When former President George W. Bush traveled to Africa in 2011, Amnesty International called for the governments of Ethiopia, Tanzania, or Zambia to arrest the former president for his alleged complicity in torture under his administration. "International law requires that there be no safe haven for those responsible for torture; Ethiopia, Tanzania and Zambia must seize this opportunity to fulfill their obligations and end the impunity George W. Bush has so far enjoyed," Amnesty's senior legal adviser Matt Pollard said.
Amnesty International has also condemned Israel and even attempted to silence Harvard professor Alan Dershowitz, who supports a two-state solution to the Palestinian issue. AIUSA ran a campaign called, "Israel’s Occupation: 50 Years of Dispossession."
As for Huang herself, her Twitter feed features celebrations of climate industrial complex activist Greta Thunberg, condemnations of ICE for "human rights violations," attacks on gun rights, and more. (Huang awarded Thunberg the "Ambassador of Conscience" award last September.) She has proven most vocal in condemning Trump's immigration policies. Last October, she was arrested on Capitol Hill while protesting the Trump administration's scaling down of the refugee resettlement program.
Huang has consistently condemned Trump in her public statements, slamming his "Muslim ban" policy as "cruel, inhumane, and bigoted." While the travel restrictions apply to countries of terror concern, be they Muslim or not, the AIUSA director condemned them as "a violation of the values of human rights and human dignity." She further claimed that "this policy is rooted in hate, white supremacy, and racism." She has repeatedly condemned the travel restrictions as "hateful."
Huang should fit in with the SPLC, which branded the American Freedom Law Center (AFLC) an "anti-Muslim hate group" for its legal defense of Trump's rightful authority to impose travel restrictions in the "Muslim ban" case. AFLC is currently suing the attorney general of Michigan after she announced a "hate-crimes unit" to monitor groups the SPLC accuses of being "hate groups." That lawsuit has entered the discovery process, so AFLC may uncover documents showing coordination between the SPLC and the attorney general.

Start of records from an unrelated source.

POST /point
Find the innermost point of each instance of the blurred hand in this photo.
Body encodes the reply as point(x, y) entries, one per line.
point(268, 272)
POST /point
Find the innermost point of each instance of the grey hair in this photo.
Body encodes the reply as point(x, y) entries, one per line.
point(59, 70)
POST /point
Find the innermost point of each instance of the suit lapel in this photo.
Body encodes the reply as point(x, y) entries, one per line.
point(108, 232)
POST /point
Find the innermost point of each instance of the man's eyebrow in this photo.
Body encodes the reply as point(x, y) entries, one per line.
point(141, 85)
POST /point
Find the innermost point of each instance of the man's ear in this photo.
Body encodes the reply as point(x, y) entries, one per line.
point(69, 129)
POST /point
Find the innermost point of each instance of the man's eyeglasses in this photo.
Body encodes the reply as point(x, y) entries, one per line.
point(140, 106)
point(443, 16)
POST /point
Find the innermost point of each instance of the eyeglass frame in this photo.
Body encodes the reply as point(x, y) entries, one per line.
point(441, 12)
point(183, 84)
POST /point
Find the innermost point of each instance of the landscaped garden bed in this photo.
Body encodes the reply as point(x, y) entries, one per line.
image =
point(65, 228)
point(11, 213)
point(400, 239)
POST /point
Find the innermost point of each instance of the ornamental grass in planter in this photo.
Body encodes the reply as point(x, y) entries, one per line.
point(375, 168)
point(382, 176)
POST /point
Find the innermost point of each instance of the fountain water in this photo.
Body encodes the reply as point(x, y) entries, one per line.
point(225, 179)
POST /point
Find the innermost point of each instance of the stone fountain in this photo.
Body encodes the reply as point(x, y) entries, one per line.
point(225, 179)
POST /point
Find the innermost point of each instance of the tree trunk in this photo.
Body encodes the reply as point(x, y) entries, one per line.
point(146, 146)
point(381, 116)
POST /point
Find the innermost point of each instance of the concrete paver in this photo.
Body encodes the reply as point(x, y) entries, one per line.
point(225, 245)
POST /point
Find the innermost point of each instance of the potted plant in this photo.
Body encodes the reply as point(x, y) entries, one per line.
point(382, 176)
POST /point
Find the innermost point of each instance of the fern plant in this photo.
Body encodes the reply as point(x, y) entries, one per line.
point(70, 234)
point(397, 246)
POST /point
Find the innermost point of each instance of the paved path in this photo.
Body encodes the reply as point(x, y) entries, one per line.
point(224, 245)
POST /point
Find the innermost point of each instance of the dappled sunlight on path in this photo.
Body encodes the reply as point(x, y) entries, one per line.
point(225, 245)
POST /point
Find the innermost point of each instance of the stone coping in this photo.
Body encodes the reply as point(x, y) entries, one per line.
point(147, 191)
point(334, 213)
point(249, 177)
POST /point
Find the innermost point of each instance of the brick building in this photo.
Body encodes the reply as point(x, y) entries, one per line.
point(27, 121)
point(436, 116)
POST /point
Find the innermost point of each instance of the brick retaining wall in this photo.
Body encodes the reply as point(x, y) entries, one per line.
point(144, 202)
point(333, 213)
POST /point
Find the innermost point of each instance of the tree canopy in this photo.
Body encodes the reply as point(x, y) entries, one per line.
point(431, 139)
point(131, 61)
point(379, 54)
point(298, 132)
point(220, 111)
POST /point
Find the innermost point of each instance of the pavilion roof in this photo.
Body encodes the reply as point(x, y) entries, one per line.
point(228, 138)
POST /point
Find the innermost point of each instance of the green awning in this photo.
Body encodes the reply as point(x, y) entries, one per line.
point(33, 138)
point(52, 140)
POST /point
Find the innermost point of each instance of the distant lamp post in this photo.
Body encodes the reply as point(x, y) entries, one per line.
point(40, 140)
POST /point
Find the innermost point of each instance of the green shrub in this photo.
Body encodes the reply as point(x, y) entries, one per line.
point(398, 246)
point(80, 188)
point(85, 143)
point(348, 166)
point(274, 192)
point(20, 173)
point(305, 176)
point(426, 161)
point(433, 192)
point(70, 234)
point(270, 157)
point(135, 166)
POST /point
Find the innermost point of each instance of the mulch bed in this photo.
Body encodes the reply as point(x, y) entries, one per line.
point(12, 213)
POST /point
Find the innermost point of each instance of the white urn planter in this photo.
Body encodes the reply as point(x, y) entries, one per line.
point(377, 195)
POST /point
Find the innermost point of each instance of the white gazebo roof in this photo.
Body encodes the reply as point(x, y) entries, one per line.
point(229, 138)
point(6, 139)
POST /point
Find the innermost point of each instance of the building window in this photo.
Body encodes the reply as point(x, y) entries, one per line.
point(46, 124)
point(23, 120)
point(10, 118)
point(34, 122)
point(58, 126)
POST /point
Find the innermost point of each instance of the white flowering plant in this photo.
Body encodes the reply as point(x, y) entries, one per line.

Similarly, in congressional testimony last month, the SPLC asked Big Tech and government to clamp down on "hate groups" in the name of fighting "white supremacy." The far-left smear factory cited its list of "hate groups" as if it were statistically-significant evidence of an increase in white supremacist terror, even though most of the groups on the list have nothing to do with racism or white supremacy. Sadly, many tech companies trust the SPLC — Amazon uses the "hate group" list to exclude charities from its AmazonSmile program.
The SPLC is in urgent need of real reform, but it seems its new president and CEO will only confirm its biased attacks on "hate." Her presence there may satisfy some liberal critics, but it will not erase the liberal smear group's devastating scandals.